Question

I'm writing a little desktop application that plugs into Google Calendar (or other iCal-powered services) and displays event reminders. It automatically redownloads the iCal file every so often. If the file checksum has changed, I throw out the current appointment cache and reparse the calendar.

The thing is, this doesn't work with Google Calendar files. Upon further inspection, it came to my attention that the DTSTAMP: property on all events changed every time I redownloaded the iCal file associated with a certain calendar. So a standard checksum may not be the way to go here. There are two main solutions I'm considering.

  • Calculating the checksum based on the original file with the DTSTAMP: lines thrown out. (dirty)
  • Implementing a full calendar diff algorithm that detects which sections of the calendar are new, which have been thrown out, which have changed, etc. (expensive)
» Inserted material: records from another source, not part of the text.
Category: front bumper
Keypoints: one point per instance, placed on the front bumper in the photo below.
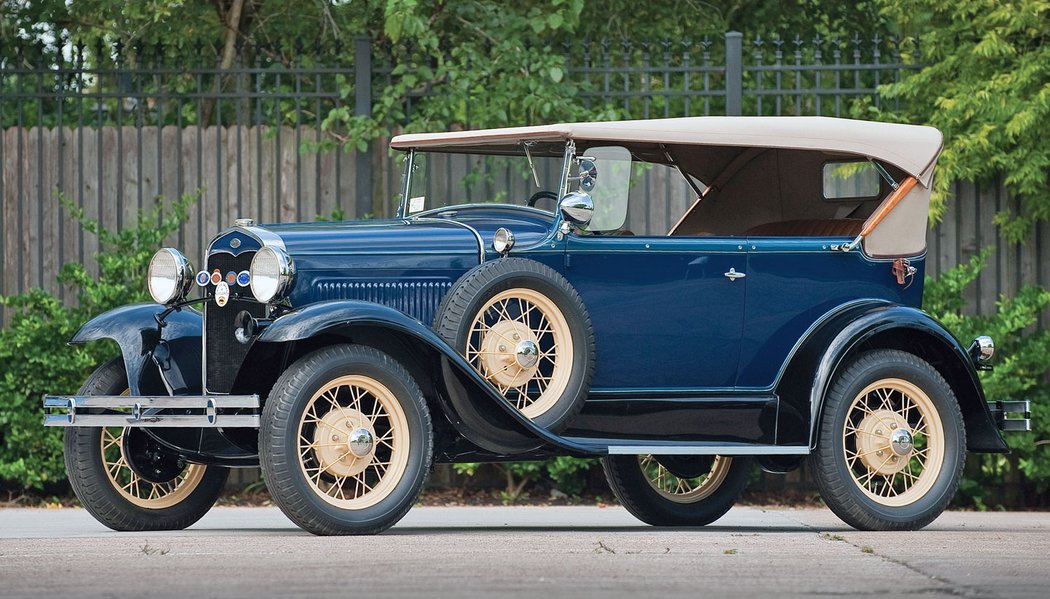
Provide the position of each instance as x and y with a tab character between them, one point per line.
1011	416
177	411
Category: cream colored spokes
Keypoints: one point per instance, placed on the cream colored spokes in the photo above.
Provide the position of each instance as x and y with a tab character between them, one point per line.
685	490
138	490
520	342
353	441
894	441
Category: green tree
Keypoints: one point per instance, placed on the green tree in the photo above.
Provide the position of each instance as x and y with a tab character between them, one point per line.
986	84
34	355
1023	357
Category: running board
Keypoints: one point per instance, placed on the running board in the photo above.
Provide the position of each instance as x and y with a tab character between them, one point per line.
194	411
642	447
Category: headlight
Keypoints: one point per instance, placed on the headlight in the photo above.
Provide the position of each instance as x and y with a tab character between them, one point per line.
169	275
272	273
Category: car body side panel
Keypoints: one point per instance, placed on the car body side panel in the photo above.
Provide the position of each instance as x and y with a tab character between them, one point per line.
793	283
665	314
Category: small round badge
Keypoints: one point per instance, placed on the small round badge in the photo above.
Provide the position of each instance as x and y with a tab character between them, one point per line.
222	293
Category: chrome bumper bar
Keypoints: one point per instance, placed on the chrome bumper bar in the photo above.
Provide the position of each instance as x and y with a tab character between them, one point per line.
188	411
1011	416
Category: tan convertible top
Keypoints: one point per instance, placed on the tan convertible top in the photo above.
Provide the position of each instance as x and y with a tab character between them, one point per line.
911	148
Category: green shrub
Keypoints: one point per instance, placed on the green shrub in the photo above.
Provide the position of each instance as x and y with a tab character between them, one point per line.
35	357
1022	360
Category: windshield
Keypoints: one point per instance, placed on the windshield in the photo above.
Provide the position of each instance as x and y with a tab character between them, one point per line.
438	180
I don't know if the iCal format has any other quirks I haven't discovered yet, so I don't know if method 1 will solve my problem. Limited tests seem to indicate that it does. On the other hand, method 2 seems unnecessarily costly in terms of CPU power.

What would you suggest?

Was it helpful?

Solution

Not sure if google calendar follows 100% of rfc5545 but there should be a sequence number which "defines the revision sequence number of the calendar component within a sequence of revisions."